Turkey Tracks: Chicken Mischief Continued

Turkey Tracks:  October 12, 2011

Chicken Mischief Continued

Sister Susan asked for a picture of our chickens raiding the greens I planted in five deep blue plastic pots after we harvested potatoes from them.

You can see they visit the pots daily.  Since I’ve got a nice crop of lettuce in the cold frame, I just let them have these tender greens.  Chickens would choose greens to eat over anything else, probably, even, over a fat worm or a bug.  John says my chicken wire just gave them a really good platform from which to eat.  All of them were on the pots when I ran to get my camera.

The big girl is Valentine, the Freedom Ranger from our spring batch of meat chickens.  She gives us either a small rose-brown egg or a HUGE rose-brown egg every day, which is always double-yolked.  Sometimes the smaller eggs are double-yolked as well.  The lighter tan girl is Sally, an Americauna Wheaten.  She lays blue eggs.  Her sister Nancy has become quite “broody,” so she spends most days in the coop sitting on whatever layed eggs she can acquire from the other hens.  Both Sally and Nancy are molting, so the coop and the yard are adrift with their pale feathers.  These girls are two years old now.  And, since Pearl, the new Wheaten has not started laying yet, we have no blue eggs at the moment.  In fact, all laying is slow these days as our daylight dwindles.  It’s getting to be time for chickens to rest.

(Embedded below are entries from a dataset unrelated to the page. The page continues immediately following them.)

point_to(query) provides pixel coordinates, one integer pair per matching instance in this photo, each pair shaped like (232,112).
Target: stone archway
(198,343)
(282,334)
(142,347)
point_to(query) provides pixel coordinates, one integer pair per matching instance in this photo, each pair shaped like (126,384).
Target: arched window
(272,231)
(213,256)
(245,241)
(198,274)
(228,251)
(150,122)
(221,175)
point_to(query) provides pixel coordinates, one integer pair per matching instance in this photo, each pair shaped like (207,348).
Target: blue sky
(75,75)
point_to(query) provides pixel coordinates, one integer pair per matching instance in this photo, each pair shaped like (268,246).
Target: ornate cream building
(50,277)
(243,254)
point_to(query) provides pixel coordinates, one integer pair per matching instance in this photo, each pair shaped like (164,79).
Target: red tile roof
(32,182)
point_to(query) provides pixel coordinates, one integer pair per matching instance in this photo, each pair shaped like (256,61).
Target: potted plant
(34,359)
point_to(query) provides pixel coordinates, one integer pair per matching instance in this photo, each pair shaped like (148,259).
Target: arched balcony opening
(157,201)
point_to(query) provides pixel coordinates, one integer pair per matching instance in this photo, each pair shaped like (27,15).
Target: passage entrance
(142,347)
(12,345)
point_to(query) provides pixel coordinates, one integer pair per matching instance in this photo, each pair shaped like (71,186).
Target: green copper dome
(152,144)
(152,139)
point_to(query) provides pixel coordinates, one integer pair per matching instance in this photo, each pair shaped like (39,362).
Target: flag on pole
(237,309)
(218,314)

Here’s a picture of our new rooster–Pierre.  Or, Pretty Pierre.  Or, most of all these days, My Roo.  He’s just six months old now, but he’s sweet, gentle, and comes to see what is going on with whatever moves or makes noise in the yard.  He’s my constant companion in the yard as he’s so curious.  He lets me get close now, but it really scares him to be touched.  The new hens have settled in now and all will let me pick the up and cuddle them whenever, pretty much.

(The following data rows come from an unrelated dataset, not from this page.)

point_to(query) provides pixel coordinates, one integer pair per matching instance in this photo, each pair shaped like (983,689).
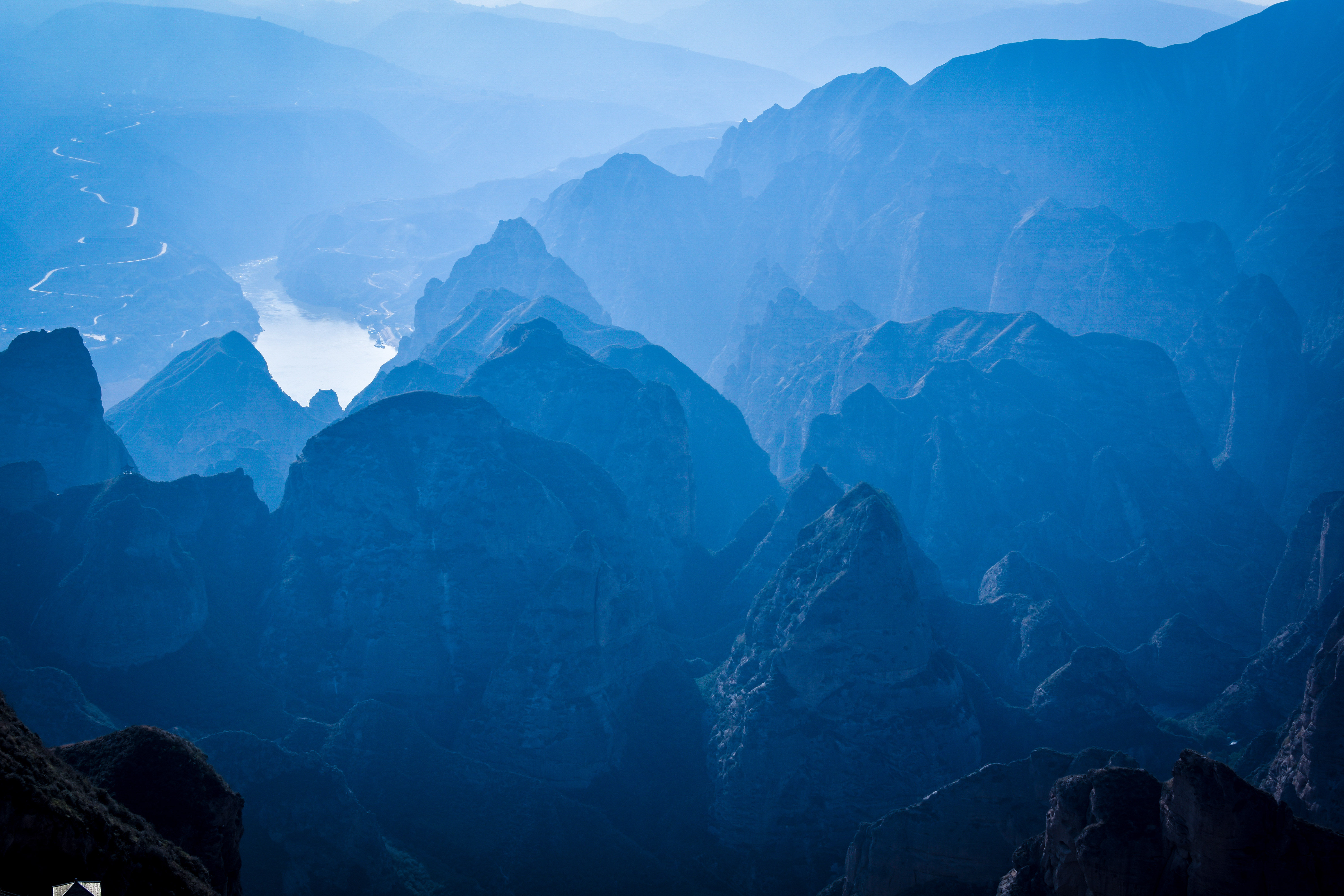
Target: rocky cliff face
(636,432)
(201,550)
(1306,597)
(135,594)
(1244,374)
(768,353)
(52,410)
(628,229)
(216,409)
(732,472)
(1182,666)
(58,825)
(429,522)
(171,785)
(49,700)
(1306,773)
(811,496)
(963,835)
(303,828)
(835,702)
(515,260)
(474,335)
(823,121)
(1072,488)
(506,831)
(1021,632)
(763,287)
(1206,831)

 The Wheaten below is our new little Pearl.  She’s quite lovely.  See her little bearded face?  And, Ninja and Annie Chickie, the hen raised last year, are with Pierre.

Pierre, who runs as fast as the wind, has taught me that our poor old Nappy had something wrong with his feet.  I think he might have been in pain.  He walked very strangely, and he didn’t like to walk.  Perhaps that’s why he was cross and took to charging people???

Turkey Tracks: Our First Flock

Turkey Tracks: April 2, 2010

Our First Flock

We got six chickens in March–a rooster and five hens.  We hadn’t planned on the rooster, but he wanted to come, and we’re so glad he did.  The roo, Napoleon, or Nappy, and three of the hens, are Copper Black Marans.  This breed is rare in America, but very common in Europe.  We lucked into getting them because they are not breeding quality.  This breed lays the most beautiful dark, chocolate brown eggs.  We could care less that Nappy has a white tail feather, or that not all the beautiful black hens have feathered feet.  The other two hens are Ameraucana Wheatens, and they are beautiful.  They are like quicksilver in the yard–quick, light, happy.  And, they lay blue eggs.

Here are our chicks getting used to their new home.

And, here is a picture of our chicken coop, which we purchased at the Maine Organic Farmers and Growers (MOFGA) fair last September from a young couple near Augusta, www.rootscoopsandmore.com.

One of the Ameraucanas, Sally, loves Nappy.

She follows him everywhere and sleeps next to him at night.  The coop roost only holds four birds, and the French babes and the other Ameraucana, Martha, apparantly have dibs on it.

Nappy leads the girls around the yard on walkabouts.  There is much discussion along the way.  They are delighted with the number of worms in my vegetable garden beds!